SPARTAN, a Phase 3, randomized, double-blind, placebo-controlled, multicenter study, enrolled 1,207 patients with non-metastatic castration-resistant prostate cancer and was conducted at 332 sites in 26 countries in North America, Europe, Asia-Pacific and Australia. Patients were randomized 2:1 to receive ERLEADA™ in combination with androgen deprivation therapy (ADT) (n=806), or placebo in combination with ADT (n=401).
ERLEADA™ in combination with ADT decreased the risk of metastasis or death by 72 percent compared to placebo in combination with ADT (HR = 0.28; 95% CI, 0.23-0.35; P<0.0001). The median MFS was 40.5 months for ERLEADA™ in combination with ADT compared to 16.2 months for placebo in combination with ADT, prolonging MFS by more than two years. MFS benefit was consistently seen across all subgroups of patients.
“Delaying the metastasis of prostate cancer is critical. Once the cancer starts to spread, the patient’s overall health, well-being and prognosis change drastically,” said Peter Lebowitz, M.D., Ph.D., Global Therapeutic Area Head of Oncology at Janssen Research & Development, LLC. “The ERLEADA data presented at ASCO GU demonstrate the important impact this medicine can have for patients with prostate cancer. Janssen is committed to addressing unmet needs for treatment across all stages of disease progression with novel combinations and novel therapeutics.”

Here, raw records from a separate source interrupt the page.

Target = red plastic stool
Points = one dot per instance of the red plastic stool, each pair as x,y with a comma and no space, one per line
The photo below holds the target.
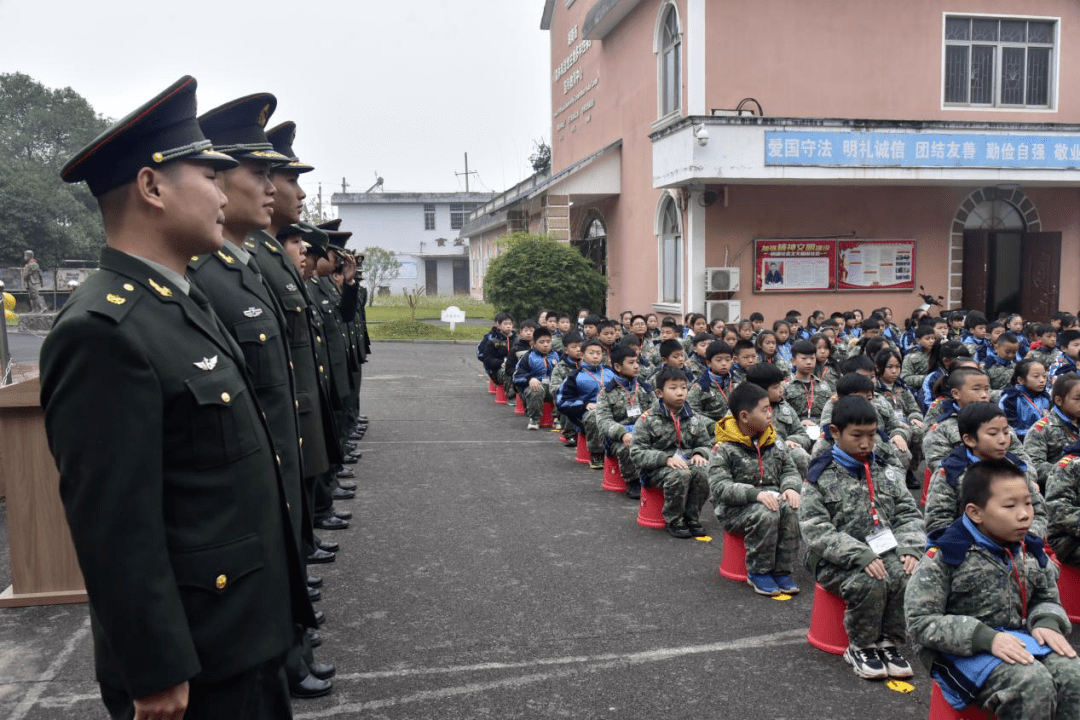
650,510
1068,589
612,476
940,709
733,558
548,419
582,456
826,622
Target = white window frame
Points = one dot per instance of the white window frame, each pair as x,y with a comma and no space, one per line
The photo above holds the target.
1055,66
658,50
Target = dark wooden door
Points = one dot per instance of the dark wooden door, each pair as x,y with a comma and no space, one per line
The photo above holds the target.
1040,274
976,261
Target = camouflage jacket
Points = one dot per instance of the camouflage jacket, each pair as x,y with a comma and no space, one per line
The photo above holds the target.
808,398
915,368
835,513
743,466
613,413
944,436
943,498
1045,443
963,587
709,395
655,437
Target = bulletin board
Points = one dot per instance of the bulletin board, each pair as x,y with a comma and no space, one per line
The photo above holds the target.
875,265
795,266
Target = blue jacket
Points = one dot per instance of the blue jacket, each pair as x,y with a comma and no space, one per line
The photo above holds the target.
534,365
1023,408
581,388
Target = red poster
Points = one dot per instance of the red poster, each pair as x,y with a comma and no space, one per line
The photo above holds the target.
794,266
876,265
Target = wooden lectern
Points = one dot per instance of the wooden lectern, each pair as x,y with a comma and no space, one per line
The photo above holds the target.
43,566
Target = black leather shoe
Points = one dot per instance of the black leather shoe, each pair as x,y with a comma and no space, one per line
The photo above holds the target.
321,556
310,687
322,670
327,545
332,522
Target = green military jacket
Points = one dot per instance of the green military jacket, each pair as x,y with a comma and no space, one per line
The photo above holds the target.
835,514
953,605
620,405
170,484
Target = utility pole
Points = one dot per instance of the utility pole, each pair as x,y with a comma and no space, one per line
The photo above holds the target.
467,173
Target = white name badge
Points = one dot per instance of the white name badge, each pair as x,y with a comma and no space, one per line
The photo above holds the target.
881,541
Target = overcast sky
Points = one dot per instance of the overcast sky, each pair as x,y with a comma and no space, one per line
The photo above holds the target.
402,89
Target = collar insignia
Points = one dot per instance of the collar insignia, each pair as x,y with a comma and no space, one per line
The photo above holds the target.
162,290
206,364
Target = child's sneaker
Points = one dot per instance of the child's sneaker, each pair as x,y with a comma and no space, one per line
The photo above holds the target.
866,663
678,529
894,663
786,584
763,584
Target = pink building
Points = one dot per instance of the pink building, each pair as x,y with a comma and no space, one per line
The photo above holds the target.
831,155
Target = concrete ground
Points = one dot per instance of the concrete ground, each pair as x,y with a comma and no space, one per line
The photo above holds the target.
488,575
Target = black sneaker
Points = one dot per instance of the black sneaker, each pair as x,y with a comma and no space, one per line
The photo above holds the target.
894,663
866,663
678,529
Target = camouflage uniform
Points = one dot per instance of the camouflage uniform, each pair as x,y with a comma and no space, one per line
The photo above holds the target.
617,411
655,442
742,467
835,519
943,497
958,596
1045,443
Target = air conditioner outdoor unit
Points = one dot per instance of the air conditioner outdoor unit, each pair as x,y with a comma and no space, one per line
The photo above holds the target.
729,311
721,280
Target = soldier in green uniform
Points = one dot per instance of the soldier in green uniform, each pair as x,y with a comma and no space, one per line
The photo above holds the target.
983,607
176,501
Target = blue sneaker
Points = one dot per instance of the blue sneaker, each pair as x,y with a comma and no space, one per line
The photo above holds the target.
763,584
786,584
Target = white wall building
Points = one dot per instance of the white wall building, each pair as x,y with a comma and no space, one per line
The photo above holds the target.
421,229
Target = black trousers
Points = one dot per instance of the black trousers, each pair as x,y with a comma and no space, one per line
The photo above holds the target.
259,693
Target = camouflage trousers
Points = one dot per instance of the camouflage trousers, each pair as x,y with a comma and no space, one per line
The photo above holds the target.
535,401
875,607
771,538
685,490
1044,690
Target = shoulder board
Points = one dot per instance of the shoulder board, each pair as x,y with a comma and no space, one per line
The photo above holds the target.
116,304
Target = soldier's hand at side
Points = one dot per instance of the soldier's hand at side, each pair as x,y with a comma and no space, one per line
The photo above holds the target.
876,569
768,500
166,705
1055,640
676,463
1011,649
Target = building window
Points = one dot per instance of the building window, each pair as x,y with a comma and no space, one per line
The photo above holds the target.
671,254
670,63
998,62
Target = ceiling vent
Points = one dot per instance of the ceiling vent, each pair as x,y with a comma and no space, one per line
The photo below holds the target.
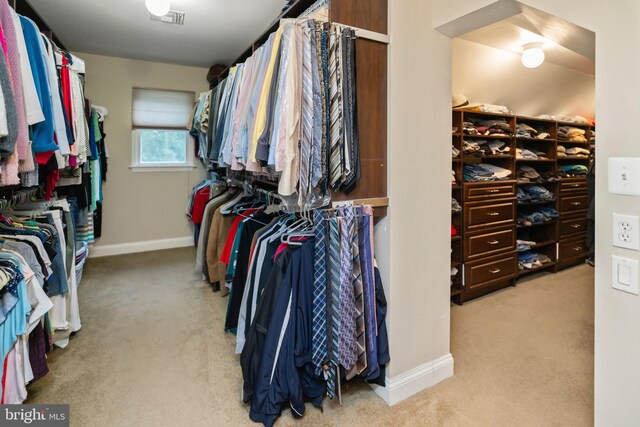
173,17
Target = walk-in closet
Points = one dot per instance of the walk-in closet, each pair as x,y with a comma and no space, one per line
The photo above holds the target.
318,212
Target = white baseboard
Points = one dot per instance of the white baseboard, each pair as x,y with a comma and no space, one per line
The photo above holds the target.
136,247
414,381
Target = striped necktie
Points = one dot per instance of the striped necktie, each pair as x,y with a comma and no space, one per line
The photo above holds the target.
336,131
358,288
334,304
319,325
348,345
307,115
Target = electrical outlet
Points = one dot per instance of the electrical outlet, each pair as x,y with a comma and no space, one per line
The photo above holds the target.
626,231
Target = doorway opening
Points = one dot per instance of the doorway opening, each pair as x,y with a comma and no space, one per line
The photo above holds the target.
523,194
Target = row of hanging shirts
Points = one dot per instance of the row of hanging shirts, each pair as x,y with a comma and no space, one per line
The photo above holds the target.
306,300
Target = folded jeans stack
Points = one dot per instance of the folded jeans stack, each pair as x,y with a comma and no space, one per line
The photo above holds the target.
540,216
530,260
485,147
523,130
577,152
497,127
455,206
525,153
535,194
525,245
572,170
572,134
561,151
527,174
485,172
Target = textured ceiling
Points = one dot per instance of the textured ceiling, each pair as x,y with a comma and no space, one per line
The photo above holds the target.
565,44
214,31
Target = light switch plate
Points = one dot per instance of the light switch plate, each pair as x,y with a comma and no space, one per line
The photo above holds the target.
624,175
624,274
626,231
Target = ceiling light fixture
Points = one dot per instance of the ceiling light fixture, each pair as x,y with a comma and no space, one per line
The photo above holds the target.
158,7
532,55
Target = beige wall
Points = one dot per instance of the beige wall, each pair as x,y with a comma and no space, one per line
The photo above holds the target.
139,206
419,125
419,188
494,76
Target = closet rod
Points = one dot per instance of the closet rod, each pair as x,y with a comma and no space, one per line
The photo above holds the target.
376,202
366,34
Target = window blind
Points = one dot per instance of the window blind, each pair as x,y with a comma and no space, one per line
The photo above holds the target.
162,109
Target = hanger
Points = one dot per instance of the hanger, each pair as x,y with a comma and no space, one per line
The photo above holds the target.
304,228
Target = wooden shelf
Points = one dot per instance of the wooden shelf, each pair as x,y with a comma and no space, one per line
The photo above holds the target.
537,203
547,234
544,244
574,142
488,136
534,270
537,183
524,227
526,139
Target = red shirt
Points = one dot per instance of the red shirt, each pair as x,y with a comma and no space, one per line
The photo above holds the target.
228,246
199,202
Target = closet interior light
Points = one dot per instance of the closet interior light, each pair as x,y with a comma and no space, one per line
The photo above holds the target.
158,7
532,55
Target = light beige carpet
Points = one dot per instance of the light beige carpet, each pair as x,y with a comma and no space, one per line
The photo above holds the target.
152,352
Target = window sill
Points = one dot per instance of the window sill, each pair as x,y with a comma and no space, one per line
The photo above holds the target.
162,168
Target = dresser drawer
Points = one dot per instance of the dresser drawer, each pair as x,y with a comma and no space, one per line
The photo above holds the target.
490,270
573,247
573,204
493,191
485,244
492,215
572,187
570,226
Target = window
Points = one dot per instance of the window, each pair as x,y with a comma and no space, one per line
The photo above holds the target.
161,140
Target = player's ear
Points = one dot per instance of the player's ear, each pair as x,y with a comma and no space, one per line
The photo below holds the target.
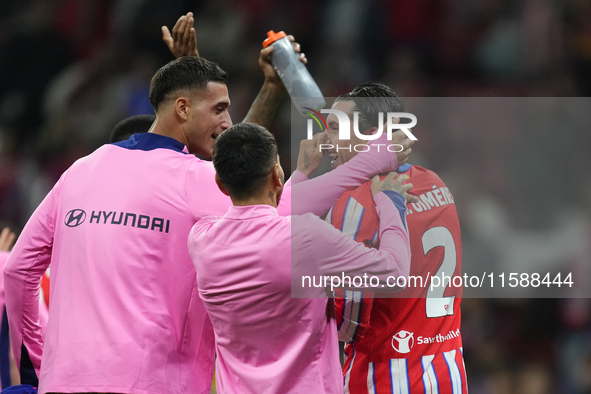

In addition to improving metastasis free survival, ERLEADA in combination with ADT, compared to placebo in combination with ADT, demonstrated clinical improvement across secondary endpoints, with statistically significant improvements in time to metastasis (TTM; median of 40.5 months in the ERLEADA arm compared to median of 16.6 months in the placebo arm) and progression-free survival (PFS; median of 40.5 months in the ERLEADA arm compared to median of 14.7 months in the placebo arm). Treatment with ERLEADA decreased the risk of symptomatic progression by 55 percent compared with placebo (HR=0.45; 95% CI, 0.32-0.63; P<0.0001). ERLEADA was associated with a 30 percent risk reduction of death compared to placebo at this early interim analysis for overall survival (OS). In exploratory endpoints,ERLEADA in combination with ADT, compared to placebo in combination with ADT, also achieved a 94 percent risk reduction in time to PSA progression (HR = 0.06; 95% CI, 0.05-0.08; P<0.0001), and a 51 percent risk reduction in second progression-free survival (PFS2). The combination of ERLEADA and ADT was tolerable, with maintenance of overall health-related quality of life.
The most common Grade 3/4 treatment-emergent adverse events (TEAEs) for ERLEADA in combination with ADT versus placebo in combination with ADT were rash (5.2 percent vs. 0.3 percent), fall (1.7 percent vs. 0.8 percent) and fracture (2.7 percent vs. 0.8 percent). Treatment discontinuation due to adverse events were 11 percent in the ERLEADA arm compared to 7 percent in the placebo arm. Rates of serious adverse events (SAEs) were similar in the ERLEADA™ in combination with ADT arm versus placebo in combination with ADT arm (25 percent vs. 23 percent, respectively).